Economie : Le FMI alerte sur l'incertitude mondiale et plaide pour des réformes courageuses

Depuis l’Afrique du Sud, Gita Gopinath dresse un tableau préoccupant de l’économie mondiale et exhorte les pays, notamment africains, à renforcer leur résilience.

 

La troisième réunion des ministres des Finances et des gouverneurs des banques centrales du G20, qui s’est tenue cette semaine à KwaZulu-Natal, en Afrique du Sud, a livré un constat sans fard : l’économie mondiale tient bon, mais la trajectoire reste fragile. Dans un discours ferme, Gita Gopinath, première directrice générale adjointe du FMI, a mis en garde contre les incertitudes politiques et les déséquilibres persistants. Pour elle, seule une action concertée et courageuse pourra éviter un ralentissement prolongé.

 

Croissance molle, inflation tenace

 

Les dernières prévisions publiées en avril par le Fonds tablaient sur une croissance mondiale de 2,8% en 2025, avec une légère amélioration attendue en 2026, à 3%. Des chiffres en deçà de la moyenne historique de 3,7%, et qui traduisent une dynamique mondiale affaiblie, tirée vers le bas par les tensions géopolitiques, le ralentissement de la demande, et les incertitudes politiques dans les grandes économies, notamment les États-Unis et la Chine.

 

L’inflation, elle, poursuit son recul, mais à un rythme inégal.
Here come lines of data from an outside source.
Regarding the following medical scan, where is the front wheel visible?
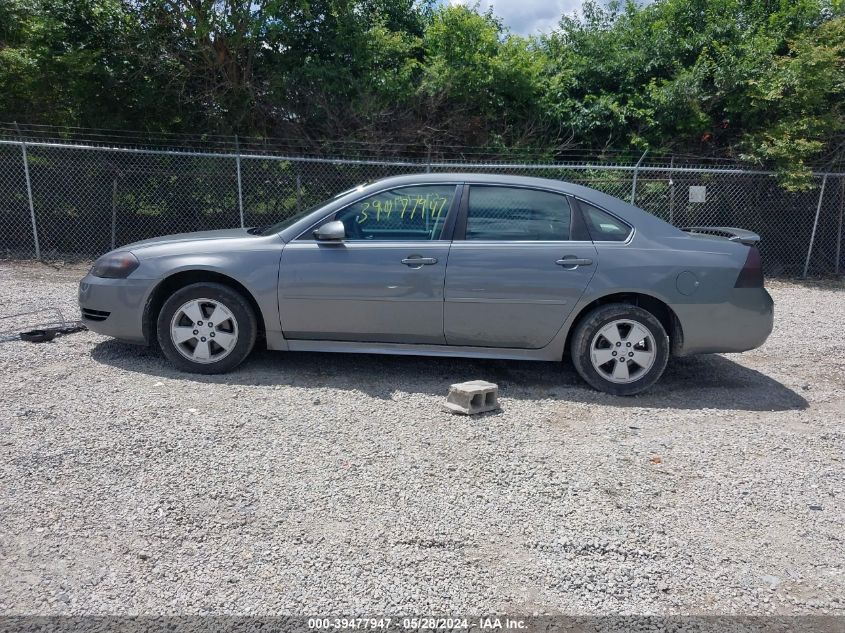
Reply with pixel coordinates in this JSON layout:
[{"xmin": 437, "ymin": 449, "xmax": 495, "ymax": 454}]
[
  {"xmin": 570, "ymin": 303, "xmax": 669, "ymax": 396},
  {"xmin": 156, "ymin": 283, "xmax": 258, "ymax": 374}
]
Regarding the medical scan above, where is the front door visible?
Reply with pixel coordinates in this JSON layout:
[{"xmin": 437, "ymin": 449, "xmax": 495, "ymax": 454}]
[
  {"xmin": 444, "ymin": 185, "xmax": 598, "ymax": 349},
  {"xmin": 279, "ymin": 185, "xmax": 456, "ymax": 344}
]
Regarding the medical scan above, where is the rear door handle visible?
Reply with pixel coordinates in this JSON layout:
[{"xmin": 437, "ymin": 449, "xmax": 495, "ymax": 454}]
[
  {"xmin": 402, "ymin": 255, "xmax": 437, "ymax": 268},
  {"xmin": 555, "ymin": 255, "xmax": 593, "ymax": 268}
]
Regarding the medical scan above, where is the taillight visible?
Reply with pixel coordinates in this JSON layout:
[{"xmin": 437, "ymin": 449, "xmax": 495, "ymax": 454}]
[{"xmin": 734, "ymin": 246, "xmax": 763, "ymax": 288}]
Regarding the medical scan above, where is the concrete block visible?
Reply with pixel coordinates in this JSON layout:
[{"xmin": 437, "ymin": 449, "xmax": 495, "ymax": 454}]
[{"xmin": 443, "ymin": 380, "xmax": 499, "ymax": 415}]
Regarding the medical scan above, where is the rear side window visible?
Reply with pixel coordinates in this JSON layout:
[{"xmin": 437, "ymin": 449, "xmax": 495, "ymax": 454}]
[
  {"xmin": 578, "ymin": 200, "xmax": 632, "ymax": 242},
  {"xmin": 466, "ymin": 186, "xmax": 572, "ymax": 241}
]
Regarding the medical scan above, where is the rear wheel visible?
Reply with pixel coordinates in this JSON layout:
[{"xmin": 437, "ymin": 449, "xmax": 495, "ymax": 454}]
[
  {"xmin": 157, "ymin": 282, "xmax": 257, "ymax": 374},
  {"xmin": 570, "ymin": 303, "xmax": 669, "ymax": 396}
]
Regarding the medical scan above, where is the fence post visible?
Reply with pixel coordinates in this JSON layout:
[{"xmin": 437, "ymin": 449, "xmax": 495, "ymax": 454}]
[
  {"xmin": 804, "ymin": 174, "xmax": 827, "ymax": 279},
  {"xmin": 21, "ymin": 139, "xmax": 41, "ymax": 260},
  {"xmin": 235, "ymin": 134, "xmax": 244, "ymax": 228},
  {"xmin": 669, "ymin": 155, "xmax": 675, "ymax": 226},
  {"xmin": 111, "ymin": 176, "xmax": 117, "ymax": 250},
  {"xmin": 296, "ymin": 161, "xmax": 302, "ymax": 213},
  {"xmin": 834, "ymin": 176, "xmax": 845, "ymax": 275},
  {"xmin": 631, "ymin": 150, "xmax": 648, "ymax": 204}
]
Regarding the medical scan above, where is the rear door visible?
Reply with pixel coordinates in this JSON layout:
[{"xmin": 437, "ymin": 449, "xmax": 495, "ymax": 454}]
[
  {"xmin": 279, "ymin": 184, "xmax": 456, "ymax": 344},
  {"xmin": 444, "ymin": 185, "xmax": 597, "ymax": 349}
]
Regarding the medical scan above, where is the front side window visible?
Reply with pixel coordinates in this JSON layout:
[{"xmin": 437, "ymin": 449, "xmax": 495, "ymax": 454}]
[
  {"xmin": 579, "ymin": 200, "xmax": 631, "ymax": 242},
  {"xmin": 466, "ymin": 186, "xmax": 572, "ymax": 241},
  {"xmin": 334, "ymin": 185, "xmax": 455, "ymax": 241}
]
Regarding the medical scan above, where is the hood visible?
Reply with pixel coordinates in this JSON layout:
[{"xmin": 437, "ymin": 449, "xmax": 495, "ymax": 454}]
[{"xmin": 119, "ymin": 229, "xmax": 259, "ymax": 252}]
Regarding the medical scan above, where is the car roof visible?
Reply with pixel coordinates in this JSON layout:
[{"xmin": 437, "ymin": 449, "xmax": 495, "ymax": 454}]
[
  {"xmin": 281, "ymin": 172, "xmax": 683, "ymax": 239},
  {"xmin": 362, "ymin": 172, "xmax": 668, "ymax": 227}
]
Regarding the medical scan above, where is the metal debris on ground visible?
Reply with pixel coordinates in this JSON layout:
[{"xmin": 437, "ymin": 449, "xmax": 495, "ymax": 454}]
[{"xmin": 0, "ymin": 307, "xmax": 87, "ymax": 343}]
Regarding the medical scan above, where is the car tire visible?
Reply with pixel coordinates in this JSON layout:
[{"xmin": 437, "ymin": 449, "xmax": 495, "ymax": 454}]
[
  {"xmin": 156, "ymin": 282, "xmax": 258, "ymax": 374},
  {"xmin": 570, "ymin": 303, "xmax": 669, "ymax": 396}
]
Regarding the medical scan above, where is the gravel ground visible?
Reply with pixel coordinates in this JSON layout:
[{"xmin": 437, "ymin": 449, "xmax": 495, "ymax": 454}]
[{"xmin": 0, "ymin": 263, "xmax": 845, "ymax": 615}]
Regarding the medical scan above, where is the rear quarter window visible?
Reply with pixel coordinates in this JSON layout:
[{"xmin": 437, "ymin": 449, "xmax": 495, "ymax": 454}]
[{"xmin": 578, "ymin": 200, "xmax": 633, "ymax": 242}]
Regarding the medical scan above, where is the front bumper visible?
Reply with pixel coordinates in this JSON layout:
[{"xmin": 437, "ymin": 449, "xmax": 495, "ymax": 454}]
[
  {"xmin": 79, "ymin": 274, "xmax": 155, "ymax": 344},
  {"xmin": 672, "ymin": 288, "xmax": 774, "ymax": 356}
]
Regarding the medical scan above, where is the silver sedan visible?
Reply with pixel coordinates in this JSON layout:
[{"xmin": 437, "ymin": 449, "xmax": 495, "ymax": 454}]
[{"xmin": 79, "ymin": 174, "xmax": 773, "ymax": 395}]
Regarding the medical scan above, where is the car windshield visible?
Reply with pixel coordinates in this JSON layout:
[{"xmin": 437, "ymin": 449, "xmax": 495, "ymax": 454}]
[{"xmin": 254, "ymin": 183, "xmax": 366, "ymax": 235}]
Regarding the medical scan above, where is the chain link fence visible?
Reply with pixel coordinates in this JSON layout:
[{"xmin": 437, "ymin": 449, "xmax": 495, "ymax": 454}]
[{"xmin": 0, "ymin": 139, "xmax": 845, "ymax": 276}]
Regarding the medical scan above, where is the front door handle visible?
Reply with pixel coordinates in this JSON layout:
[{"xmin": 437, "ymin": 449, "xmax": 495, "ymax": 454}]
[
  {"xmin": 555, "ymin": 255, "xmax": 593, "ymax": 268},
  {"xmin": 402, "ymin": 255, "xmax": 437, "ymax": 268}
]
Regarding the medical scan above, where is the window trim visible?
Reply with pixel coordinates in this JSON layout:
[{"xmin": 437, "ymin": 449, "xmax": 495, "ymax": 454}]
[
  {"xmin": 291, "ymin": 181, "xmax": 466, "ymax": 244},
  {"xmin": 452, "ymin": 182, "xmax": 592, "ymax": 244},
  {"xmin": 572, "ymin": 196, "xmax": 637, "ymax": 245}
]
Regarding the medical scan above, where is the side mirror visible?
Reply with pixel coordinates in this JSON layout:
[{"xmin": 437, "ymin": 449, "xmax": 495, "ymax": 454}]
[{"xmin": 314, "ymin": 220, "xmax": 346, "ymax": 242}]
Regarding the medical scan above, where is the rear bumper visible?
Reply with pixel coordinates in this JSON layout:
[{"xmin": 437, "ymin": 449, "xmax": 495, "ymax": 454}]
[
  {"xmin": 672, "ymin": 288, "xmax": 774, "ymax": 356},
  {"xmin": 79, "ymin": 275, "xmax": 155, "ymax": 344}
]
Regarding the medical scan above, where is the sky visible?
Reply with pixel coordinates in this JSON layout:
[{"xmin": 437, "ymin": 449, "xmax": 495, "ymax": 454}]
[{"xmin": 448, "ymin": 0, "xmax": 581, "ymax": 35}]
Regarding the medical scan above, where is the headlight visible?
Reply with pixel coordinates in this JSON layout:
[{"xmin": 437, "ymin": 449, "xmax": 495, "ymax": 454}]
[{"xmin": 91, "ymin": 251, "xmax": 140, "ymax": 279}]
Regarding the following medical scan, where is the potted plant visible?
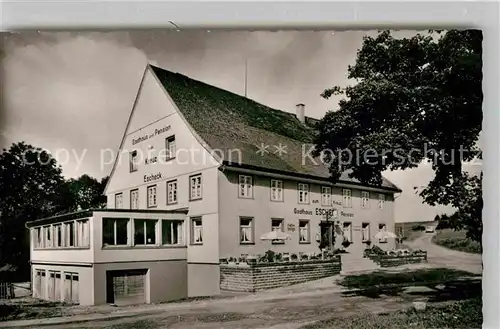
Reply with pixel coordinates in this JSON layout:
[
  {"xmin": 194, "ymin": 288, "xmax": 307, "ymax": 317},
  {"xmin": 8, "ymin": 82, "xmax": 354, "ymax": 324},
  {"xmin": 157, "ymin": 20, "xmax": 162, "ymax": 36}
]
[
  {"xmin": 264, "ymin": 250, "xmax": 276, "ymax": 263},
  {"xmin": 274, "ymin": 253, "xmax": 283, "ymax": 263},
  {"xmin": 247, "ymin": 255, "xmax": 258, "ymax": 265},
  {"xmin": 342, "ymin": 239, "xmax": 352, "ymax": 249}
]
Le FMI prévoit qu’elle atteindra 4,3% en 2025 et 3,6% en 2026. Si la baisse des prix de l’énergie constitue un facteur de soulagement, les tensions commerciales persistantes pèsent lourdement sur les échanges. Selon Gita Gopinath, des signes de fragmentation apparaissent déjà, avec une concentration des importations et des détournements de flux commerciaux à l’approche de hausses de droits de douane.

 

Politique économique : agir sur tous les leviers

 

Face à ce tableau, l’institution de Bretton Woods appelle les États à s’engager dans une stratégie coordonnée de redressement. Il s’agit avant tout de restaurer les équilibres macroéconomiques : réduction des déficits, maîtrise de la dette publique, et calibrage fin des politiques monétaires, selon les contextes nationaux.

 

Le FMI insiste également sur l’indépendance des banques centrales, dont le rôle est central dans la lutte contre l’inflation et la stabilisation financière. Mais pour Gopinath, cela ne suffira pas sans un programme ambitieux de réformes structurelles, afin de stimuler la productivité, encourager la création d’emplois et intégrer pleinement les nouvelles technologies dans les économies nationales.

 

La mobilisation fiscale, enjeu crucial pour les pays à faible revenu

 

Parmi les priorités identifiées, la question fiscale occupe une place centrale. Le FMI estime que les pays à faible revenu pourraient augmenter leurs recettes de l’équivalent de 7 % du PIB en atteignant leur plein potentiel fiscal. Pour y parvenir, il plaide en faveur d’un élargissement des assiettes fiscales, d’une amélioration des administrations et d’un renforcement de la sécurité juridique.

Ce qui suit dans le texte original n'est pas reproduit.